Ben Graham, the legendary father in value investing, taught Warren Buffett and many after him about the stock market and what smart investors should do to in order to profit from the market is… to imagine a character called Mr. Market.
Mr. Market is one of the investors of our company. He is someone who has a hard time dealing with his emotions. On good days, everything is all well and wonderful. On bad days, though, it’s as if the world has come to an end. Everyday, Mr. Market will visit us, either offering to sell or buy stocks, depending on his mood on that particular day. If he’s in a really good mood, Mr. Market will see a bright future for the firm, and will ask to buy stocks from us at especially high prices. But on days that Mr. Market feels depressed, only sees the bad side of things, he will want to sell all of his stocks of the company. So he will offer his stocks to us at incredibly low prices. What we need to do is do not let Mr. Market’s opinions and emotions influence our own. We have to be able to read Mr. Market’s emotions, and take advantage of his miscalculations when we have the chance. In addition, we mustn’t fall prey and take him up on his offer if it does not benefit us.

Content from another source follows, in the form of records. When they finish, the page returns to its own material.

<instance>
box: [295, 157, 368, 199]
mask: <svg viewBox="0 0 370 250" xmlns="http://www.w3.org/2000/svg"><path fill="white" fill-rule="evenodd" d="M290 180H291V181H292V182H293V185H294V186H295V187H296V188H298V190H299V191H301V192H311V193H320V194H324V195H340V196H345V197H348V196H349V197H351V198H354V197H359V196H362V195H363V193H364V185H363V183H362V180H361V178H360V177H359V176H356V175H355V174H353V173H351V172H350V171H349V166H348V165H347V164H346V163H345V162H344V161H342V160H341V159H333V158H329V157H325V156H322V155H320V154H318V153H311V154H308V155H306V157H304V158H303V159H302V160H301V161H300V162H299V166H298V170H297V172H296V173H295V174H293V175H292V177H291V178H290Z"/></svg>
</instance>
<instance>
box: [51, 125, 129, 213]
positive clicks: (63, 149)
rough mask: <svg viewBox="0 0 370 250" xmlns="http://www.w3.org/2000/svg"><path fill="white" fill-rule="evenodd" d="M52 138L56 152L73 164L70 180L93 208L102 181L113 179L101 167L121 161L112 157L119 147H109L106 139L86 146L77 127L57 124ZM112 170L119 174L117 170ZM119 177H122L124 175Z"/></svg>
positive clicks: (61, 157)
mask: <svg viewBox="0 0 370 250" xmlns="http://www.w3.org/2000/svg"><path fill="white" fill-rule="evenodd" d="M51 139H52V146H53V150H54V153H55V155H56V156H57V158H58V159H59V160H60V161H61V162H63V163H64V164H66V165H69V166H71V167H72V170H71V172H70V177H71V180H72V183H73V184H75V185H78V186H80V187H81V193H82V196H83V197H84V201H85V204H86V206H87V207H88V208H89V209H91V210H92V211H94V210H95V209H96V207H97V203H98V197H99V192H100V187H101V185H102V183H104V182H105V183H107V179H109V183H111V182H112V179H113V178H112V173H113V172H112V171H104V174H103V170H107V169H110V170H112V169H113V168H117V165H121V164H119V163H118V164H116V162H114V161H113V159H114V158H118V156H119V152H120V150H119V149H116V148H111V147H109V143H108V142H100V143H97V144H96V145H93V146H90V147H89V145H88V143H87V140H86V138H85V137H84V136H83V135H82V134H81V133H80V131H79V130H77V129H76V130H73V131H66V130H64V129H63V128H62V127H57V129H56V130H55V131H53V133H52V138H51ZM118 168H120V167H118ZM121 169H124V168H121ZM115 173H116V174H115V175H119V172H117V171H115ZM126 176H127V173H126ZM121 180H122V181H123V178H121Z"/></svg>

Of course, the character of Mr. Market is the stock market itself. Everyday, there will be investment offers for us to choose. As investors, we must know the quality of that asset (Jitta Score) and its reasonable price (Jitta Line). From this understanding, we would not be influenced by what Mr. Market has calculated based on his emotions in each day. And we would then make profit. GMCR is a good example of the fluctuations of the market’s emotions. The price that the market offers swings greatly in each year, from top to bottom, even though the business still continues in the same manner; and its quality and reasonable price gradually increase incrementally.
Therefore, if we know the true quality and the price GMCR should have, and we understand the temperaments of Mr. Market, we will be able to make profit from Mr. Market’s bad days, when he is too pessimistic and sells his stocks, and on his good days, when he is too optimistic.